The distinction between employees and independent contractors is replete with grey areas but could hardly be more important. The Supreme Court gave authoritative guidance on the issue in ruling on the case of numerous bank workers who claimed to have been sexually assaulted by a doctor during pre-employment health checks.
At the bank’s behest, the self-employed doctor carried out medical assessments of prospective employees. The bank arranged the appointments and paid him a fee for each confidential report that he prepared. He did not receive a retainer and carried out the unchaperoned examinations in a consulting room at his home.

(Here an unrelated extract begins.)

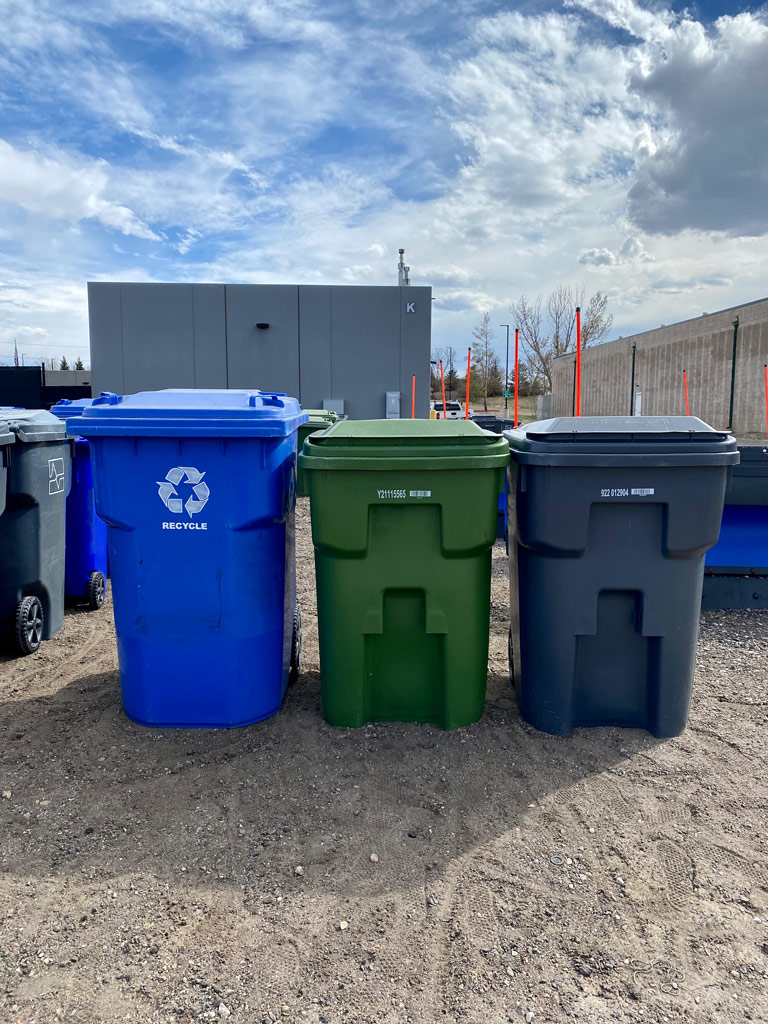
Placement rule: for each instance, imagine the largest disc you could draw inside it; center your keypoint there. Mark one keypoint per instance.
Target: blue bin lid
(192, 413)
(67, 408)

No fewer than 126 alleged victims who were examined by the doctor claimed that he had sexually molested them. They launched damages claims against the bank, arguing that it bore indirect, or vicarious, liability for the doctor’s misconduct. The doctor himself had been dead for some years. A judge found that the bank’s vicarious liability had been established and that ruling was subsequently upheld by the Court of Appeal.
In upholding the bank’s challenge to the latter ruling, the Supreme Court noted that, in order for one person to be held indirectly liable for the wrongdoing of another, there must be a sufficiently proximate relationship between them so as to render it proper for one to pay for the fault of the other. The relationship between employer and employee has historically been viewed as passing that test.
The doctor was not a bank employee and operated as an independent contractor, but the alleged victims argued that his relationship with the bank was nevertheless akin or analogous to employment and that it would be fair, just and reasonable to hold the bank vicariously liable for his alleged unlawful acts.
The Court, however, found that the doctor was not at any time even close to being an employee of the bank. He was in business as a medical practitioner on his own account and, although the bank arranged the examinations and chose the questions it wanted answered, it was merely one of his clients. Their relationship was no closer to employment than that between a company and an auditor, or a householder and a window cleaner.
No doubt carrying his own medical liability insurance, the doctor was not obliged to accept a certain number of referrals from the bank and was free to refuse to conduct a requested examination. The Court concluded that the bank was not vicariously liable for any assaults that the doctor might be proved to have perpetrated.